Because of their flexibility and degree of standardization, relational file systems have become the preeminent storage choice for businesses. The ability of relational databases to store huge amounts of data (literally, petabytes at the time of writing) and the desire of organizations to gather more and more information have advanced the requirement for relational databases beyond being simply huge repositories for information.

The first of these requirements is speed. There is a certain human expectation in system response time, and people expect modern systems to be faster. The explanation that individual response times might be slowing but that overall more concurrent users and orders of magnitude more data are being handled sounds more like an excuse than a reason. This opens an immediate opportunity for those organizations (Both database vendor organizations and database consumer organizations) that can service greater user and data populations faster.

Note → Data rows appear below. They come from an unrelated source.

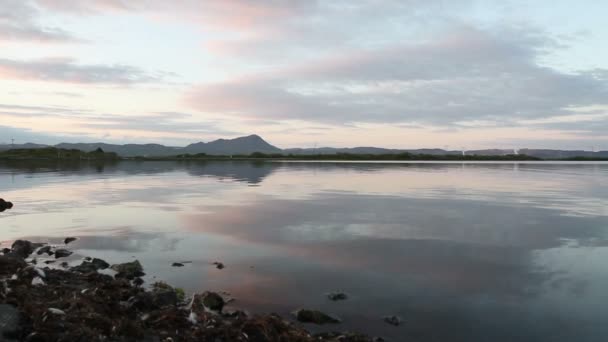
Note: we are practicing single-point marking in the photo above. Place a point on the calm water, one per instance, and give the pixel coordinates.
(462, 252)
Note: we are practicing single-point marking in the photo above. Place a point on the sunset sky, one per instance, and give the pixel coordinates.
(299, 73)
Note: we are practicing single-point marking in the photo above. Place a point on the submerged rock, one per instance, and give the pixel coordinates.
(45, 249)
(69, 239)
(315, 316)
(22, 248)
(62, 253)
(4, 205)
(129, 270)
(9, 320)
(393, 320)
(100, 263)
(10, 264)
(335, 296)
(209, 300)
(85, 267)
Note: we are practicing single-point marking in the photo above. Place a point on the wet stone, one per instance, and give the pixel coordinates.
(22, 248)
(315, 316)
(335, 296)
(69, 239)
(129, 270)
(393, 320)
(45, 249)
(62, 253)
(100, 264)
(9, 320)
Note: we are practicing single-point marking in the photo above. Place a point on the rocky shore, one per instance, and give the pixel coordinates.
(94, 301)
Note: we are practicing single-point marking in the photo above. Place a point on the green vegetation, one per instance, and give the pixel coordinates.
(584, 159)
(344, 156)
(52, 153)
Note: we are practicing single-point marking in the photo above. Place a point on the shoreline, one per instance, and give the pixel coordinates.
(94, 301)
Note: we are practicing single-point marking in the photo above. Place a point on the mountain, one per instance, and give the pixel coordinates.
(243, 145)
(254, 143)
(128, 150)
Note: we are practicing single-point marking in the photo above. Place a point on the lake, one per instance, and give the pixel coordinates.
(459, 251)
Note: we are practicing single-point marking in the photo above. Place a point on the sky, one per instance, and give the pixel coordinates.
(457, 74)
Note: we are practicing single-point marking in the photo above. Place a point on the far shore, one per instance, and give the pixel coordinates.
(52, 153)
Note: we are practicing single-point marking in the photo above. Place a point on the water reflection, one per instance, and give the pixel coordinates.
(464, 252)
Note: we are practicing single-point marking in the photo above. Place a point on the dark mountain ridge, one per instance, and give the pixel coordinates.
(254, 143)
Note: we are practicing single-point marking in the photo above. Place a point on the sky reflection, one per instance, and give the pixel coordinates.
(495, 252)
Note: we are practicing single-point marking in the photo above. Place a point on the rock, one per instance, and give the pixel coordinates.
(45, 249)
(4, 205)
(10, 264)
(129, 270)
(62, 253)
(100, 264)
(69, 239)
(315, 316)
(335, 296)
(393, 320)
(85, 267)
(165, 297)
(345, 337)
(22, 248)
(209, 300)
(9, 322)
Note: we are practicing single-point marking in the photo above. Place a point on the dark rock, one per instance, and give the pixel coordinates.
(45, 249)
(9, 322)
(209, 300)
(100, 264)
(69, 239)
(62, 253)
(393, 320)
(129, 270)
(315, 316)
(335, 296)
(85, 267)
(162, 298)
(345, 337)
(238, 314)
(22, 248)
(10, 264)
(4, 205)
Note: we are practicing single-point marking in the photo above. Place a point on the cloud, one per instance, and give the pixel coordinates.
(466, 74)
(18, 22)
(67, 70)
(88, 125)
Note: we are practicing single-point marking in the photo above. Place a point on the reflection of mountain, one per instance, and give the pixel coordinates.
(254, 143)
(243, 171)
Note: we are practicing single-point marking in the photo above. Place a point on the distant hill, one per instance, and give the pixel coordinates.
(243, 145)
(254, 143)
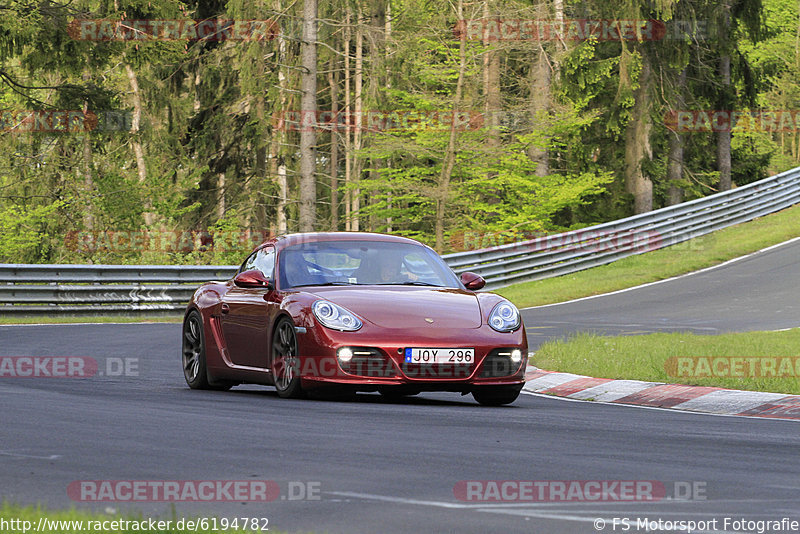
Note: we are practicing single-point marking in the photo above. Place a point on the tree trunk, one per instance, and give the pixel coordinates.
(138, 152)
(334, 163)
(443, 193)
(308, 106)
(277, 161)
(220, 195)
(540, 105)
(675, 158)
(348, 221)
(359, 85)
(637, 144)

Next comes availability. The Internet has facilitated round-the-clock business operations, so the file systems supporting this information need to be highly available (HA). High availability implies fault tolerance – the ability of data systems to quickly recover from system failures of any description, and to protect themselves against single points of failure hamstringing operations. This naturally leads to de-centralization, a geographical and logical separation of computing resources and data.

The requirement of “lots of data, quickly available to lots of people, all the time, everywhere” can be solved in several different ways, and can simply be described as spreading the requirement across the available resources – either spreading out the data, spreading out the processing, spreading out the hardware or combinations of all three. The strategies are relatively straightforward, and each is described in this section. Since the implementation of these strategies requires the coordination of several moving parts (data, memory, hardware and networking) they involve additional cost and a degree of planning in advance. This means that people do not tend to implement them just because it is technically possible, implementations tend to be based on “what is the simplest and most cost effective solution to my requirement”.

There are a number of ways of organizing data and processing power that is independent of database vendors. We are going to begin with a description of these:

Overview of Database Topologies:

So far our architectural descriptions of a database have looked like this:

General Database Architecture


This model has provided a framework for comparison of functionality, since in general databases need to do the same things, and they go about them in the same ways (i.e. moving data from disk to memory and back again, logging transactions, executing queries etc.)